During last week’s county budget hearings, Lain asked the county council to include funding for nine additional jailers, at a cost of $450,000, in his budget to open the third pod.
With a 4-3 vote, council members denied the request for the time being. While all of the council members agreed on the need for the staffing, the majority was concerned about where the funding would come from, and the need to look at ways to reduce the jail population.
Councilmen Jeremy Rivas, D-2nd District, and Jim Biggs, R-1st District, who voted in favor of the additional jailers and attended Wednesday’s commissioners’ meeting, believe the council will find a way to fund the jailers by Oct. 22, the final budget reading.
The commissioners took care of business on their end of things, Biggs said, adding he believed the council would do the same.
“I don’t think we can afford to take it past the 22nd,” he said, adding there has been discussion with commissioners about using county economic development income tax revenue for the additional jailers. Commissioners already have committed $1.2 million from those county development tax funds for jail medical expenses. “I think the answer is there.”
Lain is confident that the council and the commissioners will work out a compromise. “It has to happen.”
Ken Falk, legal director for the Indiana chapter of the American Civil Liberties Union, had toured the jail in July after being contacted by inmates about conditions at the jail.

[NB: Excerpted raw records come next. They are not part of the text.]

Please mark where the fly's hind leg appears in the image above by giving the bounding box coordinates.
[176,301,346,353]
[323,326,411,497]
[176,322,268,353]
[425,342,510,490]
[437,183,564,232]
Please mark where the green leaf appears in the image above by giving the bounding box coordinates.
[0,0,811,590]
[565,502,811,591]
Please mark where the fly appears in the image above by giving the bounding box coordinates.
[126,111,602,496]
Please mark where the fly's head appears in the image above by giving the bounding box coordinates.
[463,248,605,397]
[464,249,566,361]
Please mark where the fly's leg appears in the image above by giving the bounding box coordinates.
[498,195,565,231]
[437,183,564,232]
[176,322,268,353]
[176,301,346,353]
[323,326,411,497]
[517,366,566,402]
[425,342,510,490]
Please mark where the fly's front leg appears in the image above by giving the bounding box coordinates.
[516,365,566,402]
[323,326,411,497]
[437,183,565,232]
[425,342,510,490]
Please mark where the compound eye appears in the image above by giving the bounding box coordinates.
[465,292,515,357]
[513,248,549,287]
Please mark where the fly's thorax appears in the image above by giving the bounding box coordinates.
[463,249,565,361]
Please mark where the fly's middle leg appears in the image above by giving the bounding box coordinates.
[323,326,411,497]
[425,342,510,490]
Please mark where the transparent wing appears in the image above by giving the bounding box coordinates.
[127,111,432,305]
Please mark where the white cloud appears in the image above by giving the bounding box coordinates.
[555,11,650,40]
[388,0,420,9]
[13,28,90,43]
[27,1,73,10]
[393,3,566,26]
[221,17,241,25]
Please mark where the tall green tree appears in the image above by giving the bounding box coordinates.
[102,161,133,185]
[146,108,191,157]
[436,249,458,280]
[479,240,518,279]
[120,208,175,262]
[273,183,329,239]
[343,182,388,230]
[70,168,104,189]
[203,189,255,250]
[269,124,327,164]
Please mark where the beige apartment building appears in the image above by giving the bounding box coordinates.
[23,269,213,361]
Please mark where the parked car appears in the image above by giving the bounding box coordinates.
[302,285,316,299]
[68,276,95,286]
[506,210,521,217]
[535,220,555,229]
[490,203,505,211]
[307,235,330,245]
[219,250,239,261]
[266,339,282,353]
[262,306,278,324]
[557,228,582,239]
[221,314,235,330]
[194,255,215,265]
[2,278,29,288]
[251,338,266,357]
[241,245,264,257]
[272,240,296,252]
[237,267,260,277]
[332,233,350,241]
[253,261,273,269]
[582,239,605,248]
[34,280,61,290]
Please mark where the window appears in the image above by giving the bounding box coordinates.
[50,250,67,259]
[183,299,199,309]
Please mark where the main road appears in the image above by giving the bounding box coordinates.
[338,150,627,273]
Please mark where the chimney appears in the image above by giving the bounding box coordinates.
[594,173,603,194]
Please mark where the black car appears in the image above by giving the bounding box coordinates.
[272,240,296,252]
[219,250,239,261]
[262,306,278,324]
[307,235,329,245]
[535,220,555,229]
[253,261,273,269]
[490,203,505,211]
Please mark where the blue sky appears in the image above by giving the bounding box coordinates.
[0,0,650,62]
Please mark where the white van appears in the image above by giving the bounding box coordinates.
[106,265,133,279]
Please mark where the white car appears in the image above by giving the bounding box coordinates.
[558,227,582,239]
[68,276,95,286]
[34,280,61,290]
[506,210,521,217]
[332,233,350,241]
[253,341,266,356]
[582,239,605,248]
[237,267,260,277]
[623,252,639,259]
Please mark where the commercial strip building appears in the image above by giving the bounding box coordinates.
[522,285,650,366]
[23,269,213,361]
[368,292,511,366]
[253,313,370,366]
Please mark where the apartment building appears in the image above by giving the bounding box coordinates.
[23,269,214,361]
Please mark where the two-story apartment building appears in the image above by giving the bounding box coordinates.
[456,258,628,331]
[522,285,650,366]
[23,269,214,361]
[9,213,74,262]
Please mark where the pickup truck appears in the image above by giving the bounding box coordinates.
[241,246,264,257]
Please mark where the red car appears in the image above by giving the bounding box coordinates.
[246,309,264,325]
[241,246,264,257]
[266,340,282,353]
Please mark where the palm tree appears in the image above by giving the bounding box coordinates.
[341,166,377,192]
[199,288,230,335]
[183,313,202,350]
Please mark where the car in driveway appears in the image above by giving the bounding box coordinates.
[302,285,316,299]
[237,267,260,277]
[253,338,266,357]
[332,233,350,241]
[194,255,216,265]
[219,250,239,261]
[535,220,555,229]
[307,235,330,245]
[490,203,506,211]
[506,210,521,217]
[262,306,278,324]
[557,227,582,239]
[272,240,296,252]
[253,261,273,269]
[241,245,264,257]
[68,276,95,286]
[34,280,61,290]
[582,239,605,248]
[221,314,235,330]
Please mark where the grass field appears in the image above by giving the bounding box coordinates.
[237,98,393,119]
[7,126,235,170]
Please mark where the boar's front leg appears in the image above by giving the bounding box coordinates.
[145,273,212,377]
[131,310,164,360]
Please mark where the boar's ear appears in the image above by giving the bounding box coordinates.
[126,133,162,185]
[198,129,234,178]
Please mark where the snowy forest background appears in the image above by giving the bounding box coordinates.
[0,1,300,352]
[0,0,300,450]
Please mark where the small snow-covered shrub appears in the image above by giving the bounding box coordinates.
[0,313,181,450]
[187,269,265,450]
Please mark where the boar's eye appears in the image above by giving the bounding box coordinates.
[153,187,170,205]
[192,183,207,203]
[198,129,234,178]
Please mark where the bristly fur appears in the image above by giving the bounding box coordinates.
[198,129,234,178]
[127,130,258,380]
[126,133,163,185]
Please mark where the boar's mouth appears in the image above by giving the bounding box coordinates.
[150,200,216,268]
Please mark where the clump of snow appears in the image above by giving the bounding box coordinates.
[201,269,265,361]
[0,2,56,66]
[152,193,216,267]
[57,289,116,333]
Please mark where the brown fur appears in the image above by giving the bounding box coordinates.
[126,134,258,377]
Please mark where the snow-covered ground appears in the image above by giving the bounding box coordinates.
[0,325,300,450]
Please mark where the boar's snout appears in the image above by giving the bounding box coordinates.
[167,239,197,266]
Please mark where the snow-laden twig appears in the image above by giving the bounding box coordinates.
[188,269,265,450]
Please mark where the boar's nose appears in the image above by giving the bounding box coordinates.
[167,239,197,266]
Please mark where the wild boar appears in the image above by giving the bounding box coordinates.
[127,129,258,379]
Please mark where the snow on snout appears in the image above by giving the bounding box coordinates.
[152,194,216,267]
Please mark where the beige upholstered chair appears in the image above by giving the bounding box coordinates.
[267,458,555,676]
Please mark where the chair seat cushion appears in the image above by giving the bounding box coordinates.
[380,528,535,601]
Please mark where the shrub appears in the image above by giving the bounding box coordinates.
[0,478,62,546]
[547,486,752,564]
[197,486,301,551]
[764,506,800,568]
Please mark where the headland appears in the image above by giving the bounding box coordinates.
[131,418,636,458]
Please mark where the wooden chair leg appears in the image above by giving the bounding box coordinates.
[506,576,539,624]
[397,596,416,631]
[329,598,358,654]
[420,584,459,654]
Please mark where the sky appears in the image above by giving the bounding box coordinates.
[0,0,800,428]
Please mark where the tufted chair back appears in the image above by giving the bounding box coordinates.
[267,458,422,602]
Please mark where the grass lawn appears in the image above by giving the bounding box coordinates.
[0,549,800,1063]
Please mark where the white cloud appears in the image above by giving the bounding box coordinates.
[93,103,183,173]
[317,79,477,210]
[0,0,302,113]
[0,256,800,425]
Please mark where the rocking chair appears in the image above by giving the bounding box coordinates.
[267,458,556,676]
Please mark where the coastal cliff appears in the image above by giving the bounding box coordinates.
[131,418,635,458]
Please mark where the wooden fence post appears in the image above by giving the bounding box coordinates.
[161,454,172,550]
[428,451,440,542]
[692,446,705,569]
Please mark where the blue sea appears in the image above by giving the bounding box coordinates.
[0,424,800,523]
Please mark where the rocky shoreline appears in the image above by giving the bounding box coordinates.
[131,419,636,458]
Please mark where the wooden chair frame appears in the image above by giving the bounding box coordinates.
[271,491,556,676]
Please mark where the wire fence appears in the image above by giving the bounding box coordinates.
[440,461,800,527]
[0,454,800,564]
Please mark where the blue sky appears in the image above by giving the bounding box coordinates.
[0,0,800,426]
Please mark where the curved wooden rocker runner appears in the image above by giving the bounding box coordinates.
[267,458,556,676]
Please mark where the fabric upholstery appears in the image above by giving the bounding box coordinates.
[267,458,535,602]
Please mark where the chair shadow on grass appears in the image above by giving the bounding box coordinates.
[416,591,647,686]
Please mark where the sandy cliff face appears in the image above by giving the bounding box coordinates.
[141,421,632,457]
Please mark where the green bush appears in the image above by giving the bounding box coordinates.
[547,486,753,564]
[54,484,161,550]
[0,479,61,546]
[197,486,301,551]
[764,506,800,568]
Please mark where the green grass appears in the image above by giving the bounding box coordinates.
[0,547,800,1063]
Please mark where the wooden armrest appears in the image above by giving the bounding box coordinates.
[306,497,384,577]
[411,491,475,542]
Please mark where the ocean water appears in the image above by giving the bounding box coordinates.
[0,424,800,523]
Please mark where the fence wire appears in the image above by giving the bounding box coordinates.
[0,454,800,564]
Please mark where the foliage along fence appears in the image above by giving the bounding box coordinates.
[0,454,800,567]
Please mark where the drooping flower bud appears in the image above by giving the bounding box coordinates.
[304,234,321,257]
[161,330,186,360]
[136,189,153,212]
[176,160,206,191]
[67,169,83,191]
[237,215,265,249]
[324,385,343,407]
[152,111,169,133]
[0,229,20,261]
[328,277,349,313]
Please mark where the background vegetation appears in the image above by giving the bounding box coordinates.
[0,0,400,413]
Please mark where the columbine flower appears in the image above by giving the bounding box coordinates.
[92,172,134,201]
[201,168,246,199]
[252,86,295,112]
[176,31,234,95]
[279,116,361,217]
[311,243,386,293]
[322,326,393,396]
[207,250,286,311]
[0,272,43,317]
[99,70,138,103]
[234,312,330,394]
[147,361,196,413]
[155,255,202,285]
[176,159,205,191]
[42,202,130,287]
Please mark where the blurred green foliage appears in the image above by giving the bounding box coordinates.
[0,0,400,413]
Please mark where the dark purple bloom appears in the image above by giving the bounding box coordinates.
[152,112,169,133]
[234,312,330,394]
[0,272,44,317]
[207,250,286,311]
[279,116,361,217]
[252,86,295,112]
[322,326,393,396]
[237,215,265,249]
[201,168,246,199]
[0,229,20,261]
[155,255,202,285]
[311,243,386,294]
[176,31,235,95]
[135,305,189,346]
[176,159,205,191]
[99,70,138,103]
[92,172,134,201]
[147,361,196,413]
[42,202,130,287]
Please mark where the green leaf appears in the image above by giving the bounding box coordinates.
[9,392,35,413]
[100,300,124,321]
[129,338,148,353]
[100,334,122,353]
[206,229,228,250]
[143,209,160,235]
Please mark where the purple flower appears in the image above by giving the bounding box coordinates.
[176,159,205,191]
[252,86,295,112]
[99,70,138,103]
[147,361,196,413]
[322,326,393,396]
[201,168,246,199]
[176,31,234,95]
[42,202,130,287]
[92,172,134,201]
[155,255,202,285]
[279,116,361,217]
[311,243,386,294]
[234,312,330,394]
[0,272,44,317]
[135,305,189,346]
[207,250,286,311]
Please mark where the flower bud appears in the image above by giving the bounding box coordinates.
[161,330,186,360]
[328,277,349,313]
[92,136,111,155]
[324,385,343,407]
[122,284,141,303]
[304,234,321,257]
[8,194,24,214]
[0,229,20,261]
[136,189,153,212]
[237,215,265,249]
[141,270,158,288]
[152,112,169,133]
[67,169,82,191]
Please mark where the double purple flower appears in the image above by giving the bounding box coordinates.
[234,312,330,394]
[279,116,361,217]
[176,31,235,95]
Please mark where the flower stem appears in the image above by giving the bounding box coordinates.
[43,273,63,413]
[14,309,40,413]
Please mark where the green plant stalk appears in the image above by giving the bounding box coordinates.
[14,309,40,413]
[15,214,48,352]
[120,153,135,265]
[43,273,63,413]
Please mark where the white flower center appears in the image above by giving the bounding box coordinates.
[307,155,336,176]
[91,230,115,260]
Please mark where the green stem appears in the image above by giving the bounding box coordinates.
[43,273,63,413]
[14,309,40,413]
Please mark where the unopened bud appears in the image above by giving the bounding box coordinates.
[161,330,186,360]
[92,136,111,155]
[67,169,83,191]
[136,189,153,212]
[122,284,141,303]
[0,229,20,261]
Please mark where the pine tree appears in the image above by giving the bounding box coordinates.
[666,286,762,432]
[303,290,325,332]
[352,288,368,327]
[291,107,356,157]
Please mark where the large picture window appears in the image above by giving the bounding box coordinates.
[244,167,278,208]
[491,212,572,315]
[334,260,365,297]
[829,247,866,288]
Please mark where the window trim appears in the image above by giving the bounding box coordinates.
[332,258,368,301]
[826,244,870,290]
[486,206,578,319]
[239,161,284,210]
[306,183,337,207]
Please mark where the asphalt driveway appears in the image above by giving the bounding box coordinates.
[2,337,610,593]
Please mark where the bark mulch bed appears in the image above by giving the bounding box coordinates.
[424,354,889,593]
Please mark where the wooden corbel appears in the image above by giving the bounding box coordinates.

In August, Falk sent a letter to county attorney Elizabeth Knight noting that not using the third pod because of a lack of funding was inexcusable, and that the facility’s overcrowding opens the county to liability claims, as well as injury to staff and offenders.
“I think this is the right step to take, independent of staffing,” Knight said. “Staffing is beside the point if the facility is not ready to go.”